Reste désormais à voir ce que Furiosa, préquel de Fury Road, apportera comme sang neuf à la franchise. Une parenthèse, c’est déjà certain. Mais de quelle nature ? La prudence est cette fois de mise et la vérification se fera sur pièce le 24 mai 2024.
Image
On ne s’étendra bien entendu pas sur le transfert 4K de Fury Road qui est naturellement parfait en tout point, vif, précis et spectaculaire, puisque les véritables enjeux du passage de la saga Mad Max sur format UHD se situaient du coté bien entendu des trois premiers films. En effet les copies Bluray, plus ou moins retravaillées affichaient tout de même des faiblesses évidentes, voir frôlait la présentation honteuse pour Mad Max 3. Heureusement ce dernier et Mad Max 2 s’impose enfin avec des masters solides et dignes de leur importance. Sans être totalement incritiquables (certes plans laissent encore échapper quelques sorties neigeuses) ces dernières assurent enfin des cadres stables, lumineux et assurant un mélange plus qu’agréable de précision, de propreté mais aussi de fidélité avec des argentiques et un grain de pellicule bien présent, relevés avec parcimonie par quelques boost bienvenus du HDR. Solide et rugueux, ils se font voler la vedette par la copie renversant du premier film, version plus contrastée et ferme encore que la restauration américaine de Kino Lorber, dont c’est la source principale.
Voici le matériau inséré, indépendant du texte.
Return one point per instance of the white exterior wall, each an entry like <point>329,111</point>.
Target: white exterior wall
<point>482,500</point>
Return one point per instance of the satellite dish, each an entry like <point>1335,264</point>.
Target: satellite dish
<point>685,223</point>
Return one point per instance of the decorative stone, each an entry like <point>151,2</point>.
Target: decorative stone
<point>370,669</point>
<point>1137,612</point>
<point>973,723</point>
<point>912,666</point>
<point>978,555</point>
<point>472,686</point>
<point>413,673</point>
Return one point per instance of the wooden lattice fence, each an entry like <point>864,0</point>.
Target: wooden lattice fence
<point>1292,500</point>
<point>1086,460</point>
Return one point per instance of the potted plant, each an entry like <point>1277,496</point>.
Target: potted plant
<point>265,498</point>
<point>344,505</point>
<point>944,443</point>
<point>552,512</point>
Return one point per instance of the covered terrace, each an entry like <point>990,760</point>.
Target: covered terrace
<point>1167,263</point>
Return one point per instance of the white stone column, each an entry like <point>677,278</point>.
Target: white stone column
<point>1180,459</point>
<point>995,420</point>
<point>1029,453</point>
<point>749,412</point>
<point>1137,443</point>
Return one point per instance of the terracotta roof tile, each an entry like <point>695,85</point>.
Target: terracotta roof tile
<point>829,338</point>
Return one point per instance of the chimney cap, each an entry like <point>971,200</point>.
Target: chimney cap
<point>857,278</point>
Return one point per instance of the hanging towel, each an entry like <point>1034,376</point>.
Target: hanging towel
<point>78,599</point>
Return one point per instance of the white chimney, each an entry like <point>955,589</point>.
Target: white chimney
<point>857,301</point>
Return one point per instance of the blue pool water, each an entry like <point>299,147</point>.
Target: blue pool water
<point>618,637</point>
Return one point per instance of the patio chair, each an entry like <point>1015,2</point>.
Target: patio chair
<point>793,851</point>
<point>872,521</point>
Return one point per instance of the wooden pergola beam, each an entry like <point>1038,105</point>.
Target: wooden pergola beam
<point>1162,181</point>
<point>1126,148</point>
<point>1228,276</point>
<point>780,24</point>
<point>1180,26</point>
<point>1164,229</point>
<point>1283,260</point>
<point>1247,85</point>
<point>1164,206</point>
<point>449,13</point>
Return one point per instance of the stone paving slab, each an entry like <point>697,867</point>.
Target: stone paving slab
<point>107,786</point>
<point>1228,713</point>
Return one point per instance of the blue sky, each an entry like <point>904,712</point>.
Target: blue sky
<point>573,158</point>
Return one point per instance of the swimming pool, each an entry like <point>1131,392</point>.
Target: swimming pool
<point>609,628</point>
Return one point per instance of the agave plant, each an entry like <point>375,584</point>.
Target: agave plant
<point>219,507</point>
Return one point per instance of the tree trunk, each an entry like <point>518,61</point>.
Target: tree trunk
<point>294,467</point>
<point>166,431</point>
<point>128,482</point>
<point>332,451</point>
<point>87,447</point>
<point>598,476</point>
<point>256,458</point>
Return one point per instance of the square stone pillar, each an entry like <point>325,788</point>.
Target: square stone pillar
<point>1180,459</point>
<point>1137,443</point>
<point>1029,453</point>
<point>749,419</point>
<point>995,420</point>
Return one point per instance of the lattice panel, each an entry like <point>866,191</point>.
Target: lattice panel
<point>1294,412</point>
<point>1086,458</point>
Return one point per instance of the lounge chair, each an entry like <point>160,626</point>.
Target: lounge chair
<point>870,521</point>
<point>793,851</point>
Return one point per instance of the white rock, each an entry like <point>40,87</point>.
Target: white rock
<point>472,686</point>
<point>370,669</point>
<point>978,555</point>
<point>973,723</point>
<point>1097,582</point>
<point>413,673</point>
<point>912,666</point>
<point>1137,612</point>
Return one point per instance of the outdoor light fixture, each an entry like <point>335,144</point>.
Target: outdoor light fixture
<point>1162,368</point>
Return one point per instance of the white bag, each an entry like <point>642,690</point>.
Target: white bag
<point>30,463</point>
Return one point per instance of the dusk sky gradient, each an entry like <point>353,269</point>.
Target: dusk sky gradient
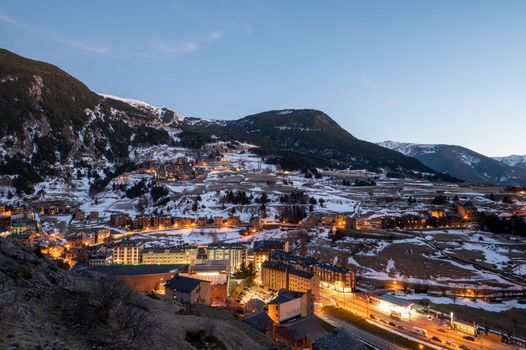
<point>415,71</point>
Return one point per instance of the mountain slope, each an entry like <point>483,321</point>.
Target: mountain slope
<point>461,163</point>
<point>53,125</point>
<point>50,122</point>
<point>45,307</point>
<point>307,137</point>
<point>513,161</point>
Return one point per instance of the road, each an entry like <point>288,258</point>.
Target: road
<point>358,304</point>
<point>367,337</point>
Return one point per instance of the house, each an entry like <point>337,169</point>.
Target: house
<point>259,321</point>
<point>119,220</point>
<point>80,215</point>
<point>173,255</point>
<point>188,290</point>
<point>300,333</point>
<point>276,275</point>
<point>235,253</point>
<point>99,259</point>
<point>263,250</point>
<point>288,305</point>
<point>128,251</point>
<point>467,211</point>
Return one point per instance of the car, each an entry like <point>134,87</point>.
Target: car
<point>451,344</point>
<point>437,339</point>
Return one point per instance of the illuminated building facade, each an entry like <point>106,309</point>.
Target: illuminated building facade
<point>174,255</point>
<point>127,252</point>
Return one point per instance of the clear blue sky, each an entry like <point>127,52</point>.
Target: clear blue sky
<point>419,71</point>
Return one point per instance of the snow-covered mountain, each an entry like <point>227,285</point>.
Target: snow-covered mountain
<point>461,163</point>
<point>51,124</point>
<point>513,160</point>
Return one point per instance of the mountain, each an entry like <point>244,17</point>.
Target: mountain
<point>513,161</point>
<point>54,125</point>
<point>461,163</point>
<point>46,307</point>
<point>310,138</point>
<point>51,123</point>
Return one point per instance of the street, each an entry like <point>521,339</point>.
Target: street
<point>358,305</point>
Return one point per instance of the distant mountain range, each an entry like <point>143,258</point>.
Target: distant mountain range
<point>463,163</point>
<point>513,161</point>
<point>52,124</point>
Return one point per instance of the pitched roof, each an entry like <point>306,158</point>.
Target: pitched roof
<point>259,320</point>
<point>305,327</point>
<point>184,284</point>
<point>286,295</point>
<point>135,270</point>
<point>395,300</point>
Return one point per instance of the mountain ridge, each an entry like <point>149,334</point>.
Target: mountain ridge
<point>461,163</point>
<point>53,124</point>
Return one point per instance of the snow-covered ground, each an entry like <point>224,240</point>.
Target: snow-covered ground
<point>478,304</point>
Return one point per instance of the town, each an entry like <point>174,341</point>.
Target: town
<point>296,255</point>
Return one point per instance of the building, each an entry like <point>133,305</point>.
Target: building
<point>234,253</point>
<point>173,255</point>
<point>330,276</point>
<point>259,321</point>
<point>299,333</point>
<point>142,278</point>
<point>22,225</point>
<point>142,222</point>
<point>276,275</point>
<point>99,259</point>
<point>467,211</point>
<point>188,290</point>
<point>162,221</point>
<point>127,252</point>
<point>101,234</point>
<point>392,305</point>
<point>214,271</point>
<point>119,220</point>
<point>80,215</point>
<point>404,222</point>
<point>5,221</point>
<point>288,305</point>
<point>263,250</point>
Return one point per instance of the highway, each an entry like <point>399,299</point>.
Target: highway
<point>367,337</point>
<point>358,305</point>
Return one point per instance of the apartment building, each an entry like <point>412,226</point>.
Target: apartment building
<point>127,252</point>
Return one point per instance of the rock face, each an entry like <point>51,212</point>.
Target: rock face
<point>461,163</point>
<point>52,125</point>
<point>45,307</point>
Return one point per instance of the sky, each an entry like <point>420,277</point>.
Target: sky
<point>435,71</point>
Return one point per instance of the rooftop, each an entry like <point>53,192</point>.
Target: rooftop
<point>286,295</point>
<point>184,284</point>
<point>395,300</point>
<point>259,320</point>
<point>136,270</point>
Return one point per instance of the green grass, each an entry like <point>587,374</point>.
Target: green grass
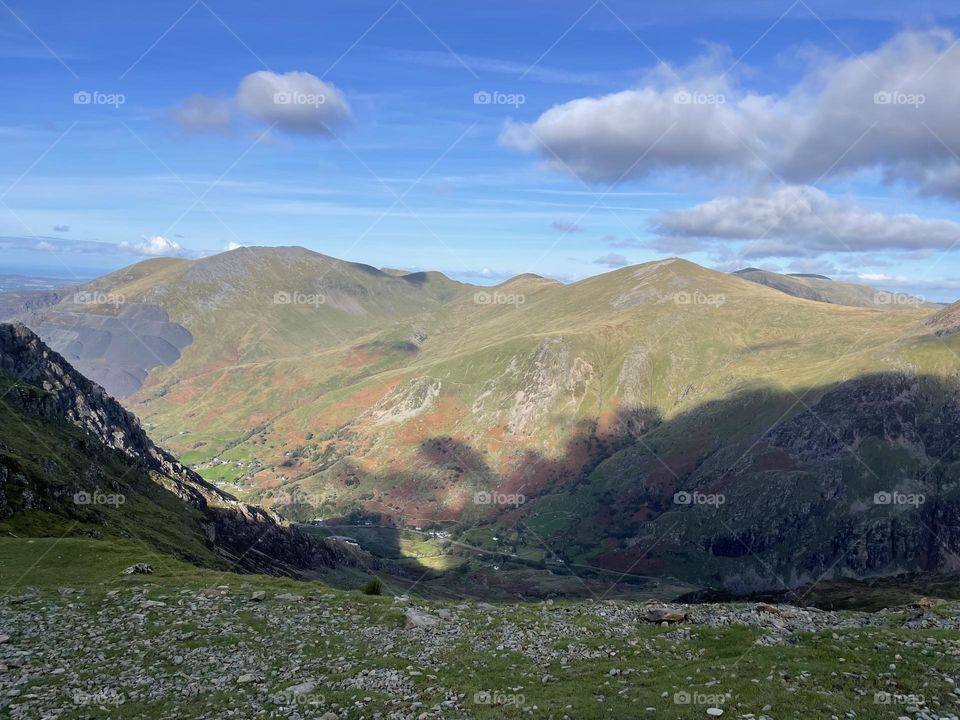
<point>819,675</point>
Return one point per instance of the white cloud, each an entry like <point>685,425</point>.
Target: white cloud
<point>202,114</point>
<point>295,102</point>
<point>804,221</point>
<point>154,246</point>
<point>887,110</point>
<point>612,260</point>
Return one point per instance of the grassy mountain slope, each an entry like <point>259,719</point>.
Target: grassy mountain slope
<point>594,402</point>
<point>824,289</point>
<point>71,459</point>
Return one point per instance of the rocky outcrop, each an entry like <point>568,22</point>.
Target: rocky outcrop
<point>249,538</point>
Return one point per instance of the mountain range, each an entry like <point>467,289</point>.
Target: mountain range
<point>744,431</point>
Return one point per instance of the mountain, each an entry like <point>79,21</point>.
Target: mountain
<point>823,289</point>
<point>593,426</point>
<point>70,454</point>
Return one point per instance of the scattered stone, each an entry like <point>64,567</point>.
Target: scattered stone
<point>414,618</point>
<point>138,569</point>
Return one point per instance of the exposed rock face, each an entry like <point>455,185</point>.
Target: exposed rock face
<point>251,539</point>
<point>861,483</point>
<point>115,348</point>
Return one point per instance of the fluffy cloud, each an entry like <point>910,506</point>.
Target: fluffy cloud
<point>892,110</point>
<point>296,102</point>
<point>804,221</point>
<point>202,114</point>
<point>293,102</point>
<point>612,260</point>
<point>154,246</point>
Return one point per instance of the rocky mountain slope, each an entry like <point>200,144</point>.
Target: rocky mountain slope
<point>595,425</point>
<point>189,643</point>
<point>69,451</point>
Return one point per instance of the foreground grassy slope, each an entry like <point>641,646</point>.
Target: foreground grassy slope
<point>184,642</point>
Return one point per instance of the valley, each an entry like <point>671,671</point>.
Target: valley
<point>663,423</point>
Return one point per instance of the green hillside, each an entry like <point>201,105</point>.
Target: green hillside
<point>400,398</point>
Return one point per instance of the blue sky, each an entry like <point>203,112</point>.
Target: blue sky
<point>617,132</point>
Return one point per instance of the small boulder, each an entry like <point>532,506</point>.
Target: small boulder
<point>139,569</point>
<point>414,618</point>
<point>664,614</point>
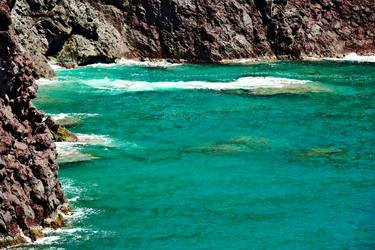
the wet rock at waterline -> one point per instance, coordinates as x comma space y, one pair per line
30, 191
85, 32
59, 132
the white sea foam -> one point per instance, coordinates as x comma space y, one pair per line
46, 82
351, 57
72, 151
103, 140
159, 63
357, 58
54, 66
70, 118
245, 83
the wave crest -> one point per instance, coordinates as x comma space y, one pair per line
250, 84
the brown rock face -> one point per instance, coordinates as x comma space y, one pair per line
29, 188
83, 32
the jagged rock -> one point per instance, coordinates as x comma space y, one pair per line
84, 32
29, 188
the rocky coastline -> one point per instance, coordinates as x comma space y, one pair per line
30, 193
72, 32
75, 33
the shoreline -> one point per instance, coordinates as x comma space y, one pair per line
168, 63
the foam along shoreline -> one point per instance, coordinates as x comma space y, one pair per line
68, 119
247, 84
46, 82
351, 57
69, 152
147, 63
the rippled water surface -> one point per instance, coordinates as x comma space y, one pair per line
263, 156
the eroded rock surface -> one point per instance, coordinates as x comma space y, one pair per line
87, 31
30, 192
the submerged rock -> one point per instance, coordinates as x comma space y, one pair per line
326, 152
232, 146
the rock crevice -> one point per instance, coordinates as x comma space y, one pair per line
83, 32
29, 189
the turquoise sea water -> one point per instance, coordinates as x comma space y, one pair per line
185, 160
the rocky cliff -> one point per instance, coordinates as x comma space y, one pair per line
79, 32
30, 193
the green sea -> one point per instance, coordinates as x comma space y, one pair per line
260, 156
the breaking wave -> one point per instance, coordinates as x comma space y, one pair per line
251, 84
69, 152
160, 63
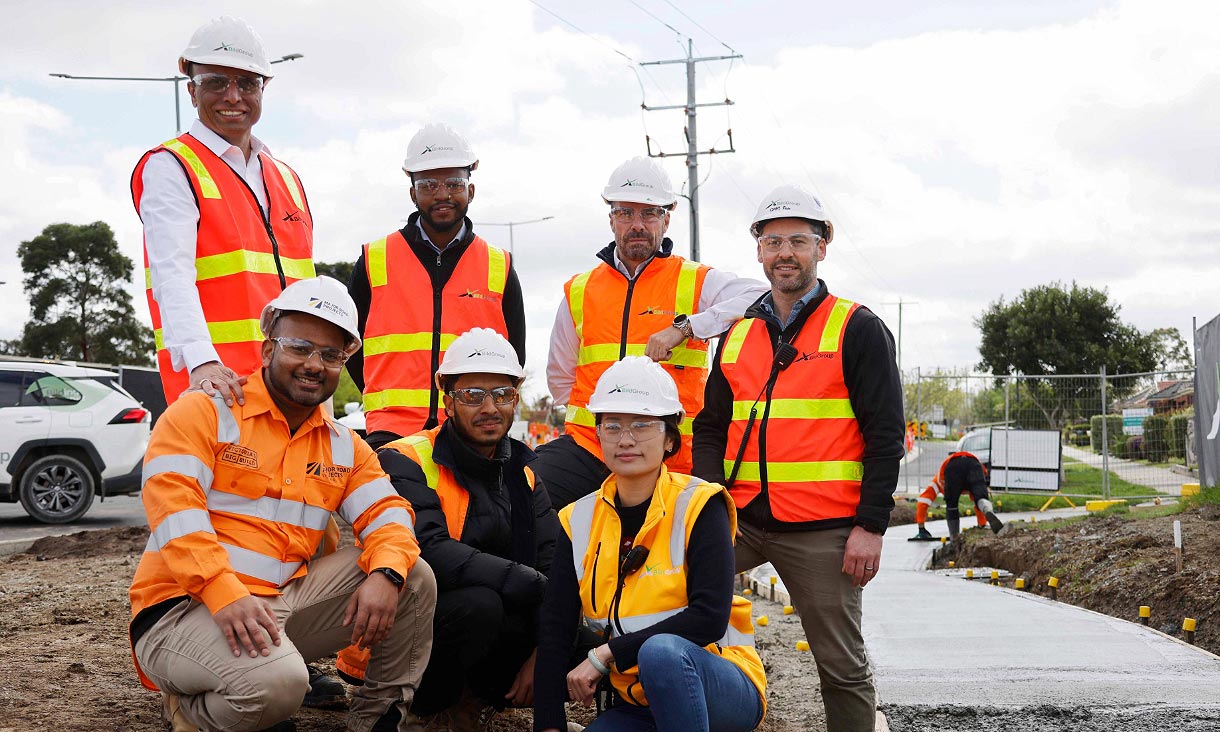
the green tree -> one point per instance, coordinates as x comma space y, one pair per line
78, 309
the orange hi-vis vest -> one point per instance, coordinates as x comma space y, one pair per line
237, 505
454, 500
406, 334
813, 467
243, 260
615, 316
658, 589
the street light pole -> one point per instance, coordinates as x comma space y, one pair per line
175, 79
513, 223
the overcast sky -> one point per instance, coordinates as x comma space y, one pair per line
966, 150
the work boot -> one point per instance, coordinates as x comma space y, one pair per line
323, 692
173, 715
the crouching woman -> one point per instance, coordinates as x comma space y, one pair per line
648, 563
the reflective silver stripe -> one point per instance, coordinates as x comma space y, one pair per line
399, 516
677, 534
260, 566
176, 525
362, 498
343, 450
581, 522
226, 423
271, 509
182, 465
735, 637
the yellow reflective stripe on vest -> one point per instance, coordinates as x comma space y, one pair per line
799, 409
377, 276
609, 353
497, 270
683, 297
835, 325
576, 300
289, 182
206, 184
732, 347
419, 398
799, 472
405, 343
578, 415
244, 331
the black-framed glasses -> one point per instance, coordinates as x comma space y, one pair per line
218, 83
303, 350
624, 215
476, 397
639, 430
431, 186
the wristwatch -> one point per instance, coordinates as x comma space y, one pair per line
392, 576
682, 322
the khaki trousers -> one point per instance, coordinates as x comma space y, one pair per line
186, 653
810, 563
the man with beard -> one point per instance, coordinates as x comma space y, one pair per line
487, 530
803, 423
472, 283
641, 300
229, 598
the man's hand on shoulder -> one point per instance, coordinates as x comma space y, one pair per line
243, 624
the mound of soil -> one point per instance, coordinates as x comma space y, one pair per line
1114, 564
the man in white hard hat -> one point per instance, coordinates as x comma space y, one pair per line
471, 283
486, 527
229, 598
226, 225
641, 299
803, 423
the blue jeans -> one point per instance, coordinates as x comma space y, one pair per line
688, 689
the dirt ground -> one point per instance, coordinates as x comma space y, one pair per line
67, 665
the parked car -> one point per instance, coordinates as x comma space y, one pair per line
67, 433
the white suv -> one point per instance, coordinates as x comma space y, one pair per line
67, 433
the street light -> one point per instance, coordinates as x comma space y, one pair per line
176, 78
513, 223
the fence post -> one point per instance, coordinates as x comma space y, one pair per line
1105, 439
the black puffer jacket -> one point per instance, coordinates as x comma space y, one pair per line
508, 541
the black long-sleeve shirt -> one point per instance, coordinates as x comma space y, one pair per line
875, 391
709, 600
441, 267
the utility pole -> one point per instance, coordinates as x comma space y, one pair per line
692, 138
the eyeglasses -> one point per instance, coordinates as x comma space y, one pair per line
797, 242
476, 397
431, 186
642, 431
297, 348
624, 215
218, 83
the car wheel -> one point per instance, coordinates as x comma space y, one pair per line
56, 489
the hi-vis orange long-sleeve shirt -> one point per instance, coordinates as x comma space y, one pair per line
237, 505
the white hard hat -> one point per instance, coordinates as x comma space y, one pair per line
438, 147
320, 297
228, 42
636, 386
639, 181
791, 201
480, 350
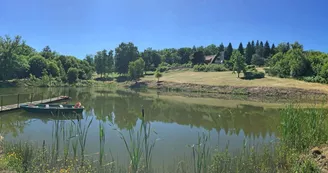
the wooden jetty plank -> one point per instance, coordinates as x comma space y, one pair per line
15, 106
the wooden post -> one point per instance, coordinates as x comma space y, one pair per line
18, 100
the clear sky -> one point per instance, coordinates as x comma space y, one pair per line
80, 27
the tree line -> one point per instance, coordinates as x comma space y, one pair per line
19, 60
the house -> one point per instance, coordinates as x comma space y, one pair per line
217, 59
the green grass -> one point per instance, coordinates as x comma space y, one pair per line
229, 79
303, 128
Organique, vibrant, minutieux et d’une propreté inimaginable aux vues de ses origines et des longues années de master fatiguée, le premier Mad Max en met, plus que jamais, plein la vue.
Son
Il y en aura pour tous les goûts avec en première info d’importance : la disparation définitive de l’horripilant doublage américain du premier film. Désormais uniquement dans sa version australienne (et doublé française mais bof) ce dernier se déguste dans DTS HD Master Audio 2.0 d’origine intense et direct, ou dans un DTS HD Master Audio 5.1 dont la modernisation, malgré un mix initial volontairement chaotique, le rapproche du dernier épisode de la saga. Une sensation plus prégnante encore avec les deux Dolby Atmos de Mad Max 2 et 3 qui viennent ajouter avec efficacité et un naturel étonnant de nombreux effets dynamique, racés, soulignant autant l’énergie mécanique, la déflagration des poursuites et des cascades les plus sidérantes, mais aussi un relief à même de retranscrire les espaces même du film (désert, vents, rapprochement des véhicules, hurlements des hordes…). Savoureux. Bien entendu le Dolby Atmos de Fury Road écrase tout sur son passage, mais ça on le savait déjà depuis le précédent Bluray.
Interactivité
Multi réédité, en solos ou en coffrets, la saga Mad Max est rapidement devenue un classique des ressorties de noël. Le coffret en présence est sa dernière itération marquant malheureusement un appauvrissement progressif de son contenu. On évacue donc le DVD bonus avec le documentaire sur la série, mais aussi les copies Bluray et donc tous les bonus de Fury Road ainsi que la version « chromée » du film. Seul Mad Max 2 propose donc du matériel puisqu’il était contenu depuis le départ sur son disque UHD. Une présentation du film par Léonard Maltin (et on s’en fout un peu), un commentaire audio de George Miller et du chef opé Dean Semler (mais sans sous-titres…) et surtout l’excellent documentaire rétrospectif « Road War » mélangeant interviews inédites, entretien d’archives (Mel Gibson) et images du tournage. Remplis d’anecdotes et absolument passionnant lorsqu’il évoque la naissance du film et sa stature mythologique.
Liste des bonus
Mad Max 2 : Introduction par Leonard Maltin (3’), Commentaire audio de George Miller et Dean Semler (VO), « Road War » : making of (49’).